Diet and nutrition, so at a personalized level, how do you deal with carbs, fats, macronutrients, micronutrients, even vitamins like C, D, A, et cetera. Fitness and hormones, so body type, acne, skin, you know, what are your hormones doing? Not quite the health concerns yet, but more the lifestyle and body type, right? And then the last one is sleep, so chronic sleep.
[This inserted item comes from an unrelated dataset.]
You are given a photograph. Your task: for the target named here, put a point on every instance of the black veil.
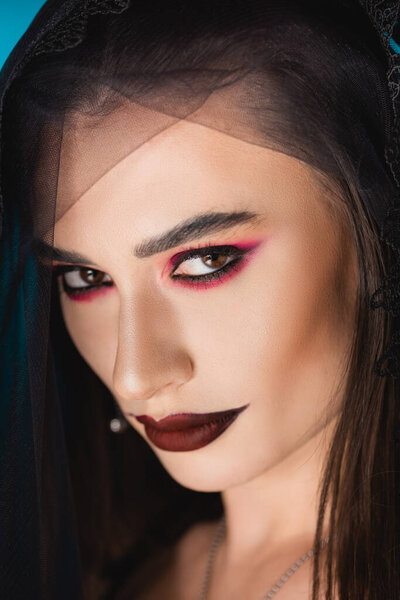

What are the- what is it in the genetics that is driving you to either not sleep well, not be able to fall asleep, or I fall asleep, but I wake up in the middle of the night, right? And we’ve kind of cracked the code on all that stuff. So that’s the core product that people get. But from there, we have coaches that can drill further. And for the clinicians that are listening, we have coaches that can work, literally, for you and your patients. And this is a big part of what we do, is like you said, it needs to be made easy. So instead of us trying to teach 500 doctors how to do this, we’re saying, “We already have a team that knows it so well, we will package it up so it’s your team. Your client calls, they’re gonna answer with your clinic name, and they’re gonna work for you.” Because we know that’s what you need. And now all of a sudden, it goes from the six systems I talk about, to the hardcore, like prostate cancer, breast cancer, you know, fibromyalgia, fertility, anti-aging, you know, career planning, all the big buckets that people want to talk about. The coaches then can dive deeper, and from the same test, interpret more.

Genetic companies don’t do this, because their intention is, “How do I discover something about this gene?” Which then becomes very valuable in the Pharma industry. We’re not trying to do that. What we’re saying is, “How do we become valuable to people and become their quarterback?” Right? That’s what we’re trying to do.

We spent one month interviewing 60 different clinicians, of different sorts, to literally ask them, “What is your problem,” right? “Why don’t you use genetics in practice?” And so we didn’t say, “here’s what we make, go sell it.” We said, “What do you need? And we’ll go make that.” So that’s what we do.

How to Optimize your Peptides

You’re going to be gleaning into peptides, which is a great thing to do, understanding the personalization of it, like, “What do I need, why do I need, what’s going on hormonally? What’s going on up here? What’s going on with my skin, my hair?” It’s all genetically-driven, so now all of a sudden, when somebody is working with you, they’re- it can just be so much more effective. You know where to focus, right? It makes the process smoother, it’s, you know, it’s good for a win-win for everybody.